Отец ничего не просил, но хотел наглядеться, напиться моей молодой победительной силой, ощутить, что во мне эта сила по-прежнему есть; я отчетливо чуял ненаедную жадность покинутого старика – так, улегшись на землю, слышишь телом, как сохлая почва чует ток твоей жадной, веселой и яростной крови.
Я спустился во двор. Зажиревшие псы разлеглись на последнем осеннем припеке. Шесть коричнево-серых куцехвостых щенят, повалив молодую усталую мать, упираясь ножонками в брюхо и в землю, приросли к ее сильно оттянутым розоватым сосцам. Я вспомнил, как мы с Эрихом и Руди хватали за задние лапы таких же подслепых щенков и оттаскивали их от суки, наслаждаясь их визгом, пока их мамаша не вскакивала и не щерила зубы с угрозным рычанием, и как Руди искусно воспроизводил ее гневный, страдальческий лай, переводя его на человеческий язык: «Я вам дам, я вам дам! Рву-рву-рву-загрызу-за-щеночков!» Щекотно намокли глаза, колючая вода расперла горло.
Спустя два часа мы отдали Руди последнее – час крестных знамений, молчания и живой неподвижности. За ужином Тильда почти что ничего не ела и пила только воду.
– У тебя аппетит, как у фюрера после поражения под Сталинградом, – не вытерпел я.
– В таком случае я буду есть с превеликой жадностью, – отвечала она без улыбки. – Сознавая, что каждый проглоченный мною кусок и стакан молока отстраняют меня от него. Всей этой банде вегетарианцев, наверное, очень приятно, что я вместе с ними морю себя голодом.

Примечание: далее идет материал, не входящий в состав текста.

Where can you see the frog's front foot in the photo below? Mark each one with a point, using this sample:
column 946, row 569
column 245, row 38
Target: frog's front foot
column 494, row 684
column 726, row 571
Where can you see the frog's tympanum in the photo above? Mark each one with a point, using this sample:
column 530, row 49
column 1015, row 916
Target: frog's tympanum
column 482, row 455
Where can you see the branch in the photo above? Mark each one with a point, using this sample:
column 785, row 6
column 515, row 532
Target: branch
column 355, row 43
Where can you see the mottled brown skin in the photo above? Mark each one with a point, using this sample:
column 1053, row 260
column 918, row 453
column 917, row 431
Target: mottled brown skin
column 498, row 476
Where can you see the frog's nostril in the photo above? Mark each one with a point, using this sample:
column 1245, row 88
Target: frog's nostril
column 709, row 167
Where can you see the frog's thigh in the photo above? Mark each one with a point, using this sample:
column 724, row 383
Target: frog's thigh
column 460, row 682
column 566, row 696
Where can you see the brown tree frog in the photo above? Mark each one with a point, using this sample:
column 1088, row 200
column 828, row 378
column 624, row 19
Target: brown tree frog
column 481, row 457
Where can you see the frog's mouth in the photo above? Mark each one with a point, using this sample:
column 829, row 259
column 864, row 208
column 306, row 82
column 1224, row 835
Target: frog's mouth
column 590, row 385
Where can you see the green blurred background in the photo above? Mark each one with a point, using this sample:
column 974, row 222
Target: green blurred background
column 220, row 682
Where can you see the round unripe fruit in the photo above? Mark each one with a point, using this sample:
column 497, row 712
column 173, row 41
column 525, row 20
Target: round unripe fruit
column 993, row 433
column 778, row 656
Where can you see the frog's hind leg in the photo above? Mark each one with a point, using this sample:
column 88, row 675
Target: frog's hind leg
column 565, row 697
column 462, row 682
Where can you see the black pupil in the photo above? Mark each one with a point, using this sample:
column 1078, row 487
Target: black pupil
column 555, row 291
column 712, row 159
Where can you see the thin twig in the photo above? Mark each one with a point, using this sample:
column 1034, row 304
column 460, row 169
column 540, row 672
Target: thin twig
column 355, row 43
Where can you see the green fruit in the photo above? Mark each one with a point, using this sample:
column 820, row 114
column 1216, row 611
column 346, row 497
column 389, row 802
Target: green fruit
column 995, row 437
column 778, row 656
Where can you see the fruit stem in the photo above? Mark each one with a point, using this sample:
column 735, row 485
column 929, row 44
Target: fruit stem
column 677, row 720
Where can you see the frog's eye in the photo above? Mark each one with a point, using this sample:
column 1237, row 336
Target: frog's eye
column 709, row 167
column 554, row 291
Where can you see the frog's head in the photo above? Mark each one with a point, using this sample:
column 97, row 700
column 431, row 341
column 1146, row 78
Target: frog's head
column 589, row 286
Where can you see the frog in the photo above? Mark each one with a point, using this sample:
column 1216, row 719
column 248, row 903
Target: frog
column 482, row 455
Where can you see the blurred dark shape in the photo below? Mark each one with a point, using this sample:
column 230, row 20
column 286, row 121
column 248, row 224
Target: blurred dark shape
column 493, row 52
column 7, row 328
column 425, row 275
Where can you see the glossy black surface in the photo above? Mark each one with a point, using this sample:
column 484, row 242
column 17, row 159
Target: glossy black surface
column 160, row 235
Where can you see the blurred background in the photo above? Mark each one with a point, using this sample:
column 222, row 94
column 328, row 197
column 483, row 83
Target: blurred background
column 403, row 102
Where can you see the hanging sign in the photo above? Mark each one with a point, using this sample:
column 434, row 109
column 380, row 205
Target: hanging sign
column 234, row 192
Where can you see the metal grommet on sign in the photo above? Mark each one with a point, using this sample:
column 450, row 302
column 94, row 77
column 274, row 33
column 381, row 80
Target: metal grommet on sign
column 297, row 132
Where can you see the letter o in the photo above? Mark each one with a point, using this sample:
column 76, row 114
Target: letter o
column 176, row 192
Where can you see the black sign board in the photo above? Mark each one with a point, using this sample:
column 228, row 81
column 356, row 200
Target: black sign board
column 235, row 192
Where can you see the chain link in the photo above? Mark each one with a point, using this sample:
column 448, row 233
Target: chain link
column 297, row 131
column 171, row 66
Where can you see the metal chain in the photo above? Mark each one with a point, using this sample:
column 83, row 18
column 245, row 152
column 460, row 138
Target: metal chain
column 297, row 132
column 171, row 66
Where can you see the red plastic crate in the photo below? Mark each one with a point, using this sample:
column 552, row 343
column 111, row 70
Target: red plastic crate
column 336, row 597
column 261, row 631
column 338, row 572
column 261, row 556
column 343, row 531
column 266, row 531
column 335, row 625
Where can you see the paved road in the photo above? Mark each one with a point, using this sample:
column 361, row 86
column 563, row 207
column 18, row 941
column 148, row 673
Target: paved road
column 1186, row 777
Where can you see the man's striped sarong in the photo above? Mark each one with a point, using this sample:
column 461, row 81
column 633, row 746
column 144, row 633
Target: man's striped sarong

Пожелав доброй ночи отцу, я поднялся за ней в нашу комнату и, усевшись на старую оттоманку в углу, смотрел, как она вылезает из черного платья-чулка, вытягиваясь из него, словно ящерица из собственной кожи.
– Ну, что твой отец говорил обо мне? – с живым любопытством спросила она.
– Во-первых, глядя на тебя, он вспомнил, что наша мать первой в Берлине пошила себе платье из джерси, пойдя на поводу у этой брючницы Шанель. Это сильно ускорило течение событий, приведших к моему явлению на свет. Казалось, что мать выходит на улицу в нижнем белье, и страшно хотелось вот это белье с нее поскорее содрать. Короче, ты ему понравилась.
– И он уже заговорил с тобою о наследниках? – взглянула она на меня безулыбчивыми, холодными, усталыми глазами, и ее засургученные смертью Руди подростковые пухлые губы не дрогнули в безотчетной улыбке, оставляя надежду на то, что она всего-навсего шутит, понимая: не время – завтра немцев придут убивать в их домах, горе будет беременным и кормящим сосцами в те дни.
– Он говорит о них с начала моей половозрелости. Теперь у него появилась невольная союзница.